Mi nostalgia llegó al límite cuando nos contaron la historia de la legendaria tortilla de bacalao que elabora en una casilla vecina a la sidrería de Astigarraga. La señora Rosario es una vasca que hoy tiene más de 90 años. La tortilla que lleva su nombre, como homenaje, lleva bacalao seco, verduras y huevos, se sancochan la cebolla y el pimiento verde en aceite de oliva a los cuales se le agregan el bacalao desmigado, los huevos caseros y el perejil.

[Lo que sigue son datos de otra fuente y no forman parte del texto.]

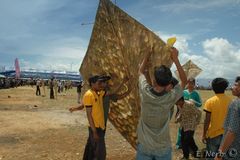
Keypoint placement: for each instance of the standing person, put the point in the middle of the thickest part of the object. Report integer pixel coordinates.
(51, 88)
(216, 110)
(156, 102)
(43, 87)
(79, 88)
(93, 102)
(230, 146)
(189, 117)
(38, 83)
(108, 97)
(189, 94)
(55, 86)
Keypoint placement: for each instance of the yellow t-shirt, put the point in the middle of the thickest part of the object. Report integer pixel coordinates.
(95, 100)
(218, 107)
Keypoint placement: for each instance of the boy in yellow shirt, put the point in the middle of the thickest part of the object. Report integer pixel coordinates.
(216, 110)
(93, 102)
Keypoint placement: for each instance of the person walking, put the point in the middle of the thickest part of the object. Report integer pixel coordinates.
(157, 99)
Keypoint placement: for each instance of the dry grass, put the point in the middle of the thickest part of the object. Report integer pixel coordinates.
(37, 128)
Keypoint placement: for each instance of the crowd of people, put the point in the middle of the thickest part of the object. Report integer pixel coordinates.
(55, 87)
(158, 96)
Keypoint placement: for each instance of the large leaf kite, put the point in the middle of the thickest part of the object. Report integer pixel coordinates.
(117, 46)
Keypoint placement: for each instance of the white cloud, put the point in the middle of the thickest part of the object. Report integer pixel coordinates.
(220, 58)
(180, 6)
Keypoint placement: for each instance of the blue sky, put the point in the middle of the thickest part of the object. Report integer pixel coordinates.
(47, 34)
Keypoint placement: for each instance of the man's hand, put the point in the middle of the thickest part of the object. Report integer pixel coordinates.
(174, 54)
(95, 136)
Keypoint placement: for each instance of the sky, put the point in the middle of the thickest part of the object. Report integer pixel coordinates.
(48, 34)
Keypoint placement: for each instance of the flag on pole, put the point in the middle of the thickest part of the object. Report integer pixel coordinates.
(17, 69)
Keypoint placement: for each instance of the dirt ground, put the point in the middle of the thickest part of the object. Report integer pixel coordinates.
(37, 128)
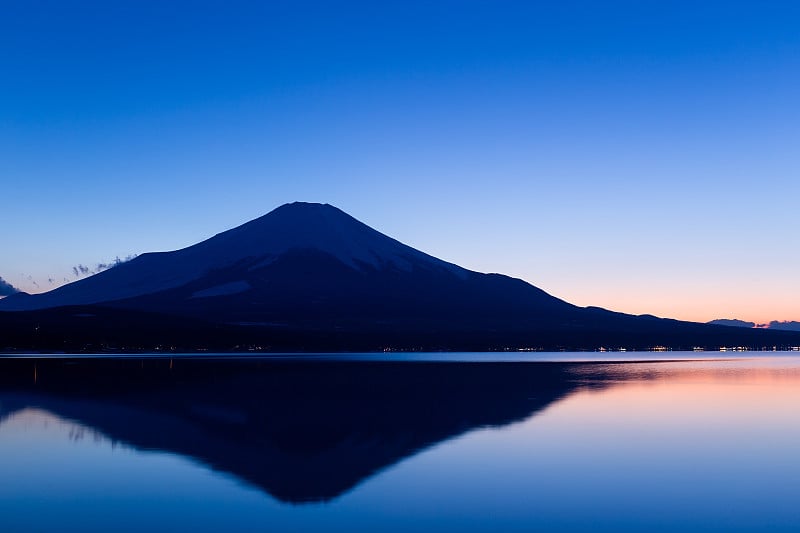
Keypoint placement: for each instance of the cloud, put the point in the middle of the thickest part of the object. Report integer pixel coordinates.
(6, 289)
(116, 262)
(83, 270)
(786, 325)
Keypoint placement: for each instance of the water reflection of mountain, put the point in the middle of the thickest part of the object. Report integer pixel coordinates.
(300, 430)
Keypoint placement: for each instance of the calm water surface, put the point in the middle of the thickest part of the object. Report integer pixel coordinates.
(253, 444)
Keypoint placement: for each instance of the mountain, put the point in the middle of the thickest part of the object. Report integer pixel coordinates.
(310, 277)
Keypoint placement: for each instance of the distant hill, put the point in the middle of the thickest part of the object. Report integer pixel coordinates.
(775, 324)
(311, 277)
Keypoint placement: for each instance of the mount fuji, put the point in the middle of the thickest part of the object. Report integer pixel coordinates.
(311, 277)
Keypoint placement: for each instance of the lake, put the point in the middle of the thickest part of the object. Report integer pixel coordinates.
(549, 442)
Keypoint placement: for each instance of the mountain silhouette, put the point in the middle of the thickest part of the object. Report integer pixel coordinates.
(311, 277)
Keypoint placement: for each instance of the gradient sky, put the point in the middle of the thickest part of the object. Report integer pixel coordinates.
(639, 156)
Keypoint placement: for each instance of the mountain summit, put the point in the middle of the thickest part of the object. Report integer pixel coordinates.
(298, 254)
(311, 277)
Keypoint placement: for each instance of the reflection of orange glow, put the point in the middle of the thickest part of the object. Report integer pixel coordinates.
(701, 392)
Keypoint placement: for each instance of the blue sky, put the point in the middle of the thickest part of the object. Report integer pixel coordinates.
(640, 156)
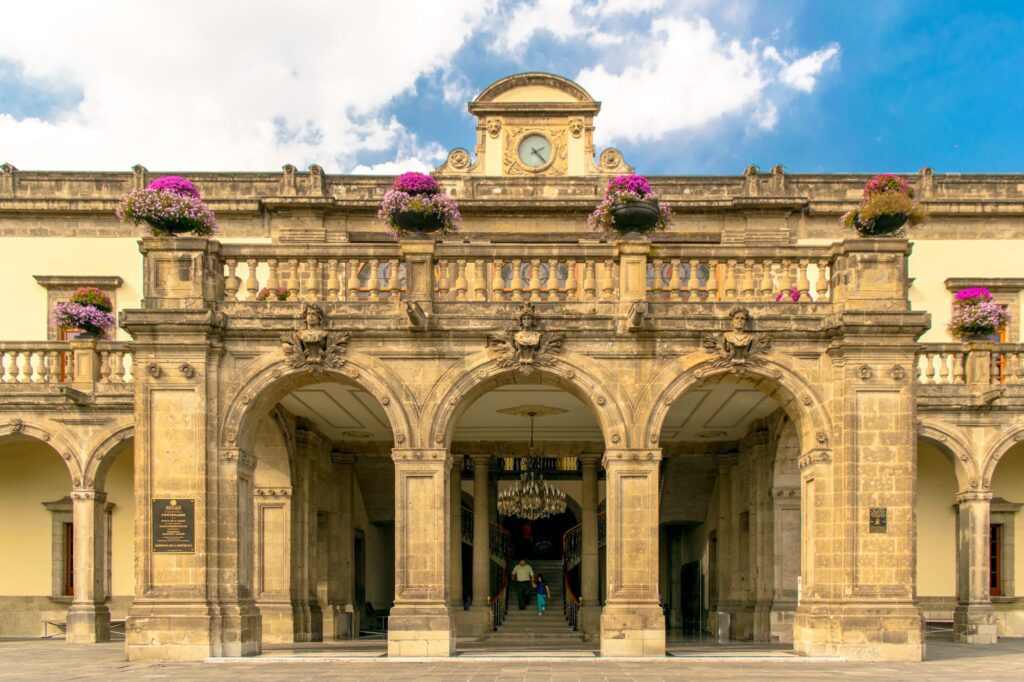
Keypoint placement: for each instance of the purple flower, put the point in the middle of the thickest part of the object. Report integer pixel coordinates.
(86, 317)
(175, 183)
(974, 295)
(413, 181)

Llegamos a los quesos de oveja y los postres quedaron para otra vez. Pero cuando estaba saliendo miré los pintxos y pensé: “Pucha, si estuviera el vasco, nos comeríamos unos 30 cada uno”. Qué presupuesto. Al mismo tiempo recordé que mi amigo el vasco era unos de los tipos más desprendidos del mundo. Generoso, como son todos los vascos. Y cuando salía de Sagardi, se me piantó un lagrimón. ¡A tu salud, vasquito! Al fin y al cabo fue como si estuvieras conmigo y con Miguel disfrutando de la verdadera cocina de tu patria de origen. El mejor homenaje que te podemos hacer es comer un chuletón, tomar la sidra escanciada y recordar al mismo tiempo alguna patada al wing derecho rival, que siempre se las aguantaba porque sabía que en el fondo, ese grandote fortachón era el mejor tipo del mundo, uno de los grandes amigos en la vida, en la cancha y en la mesa.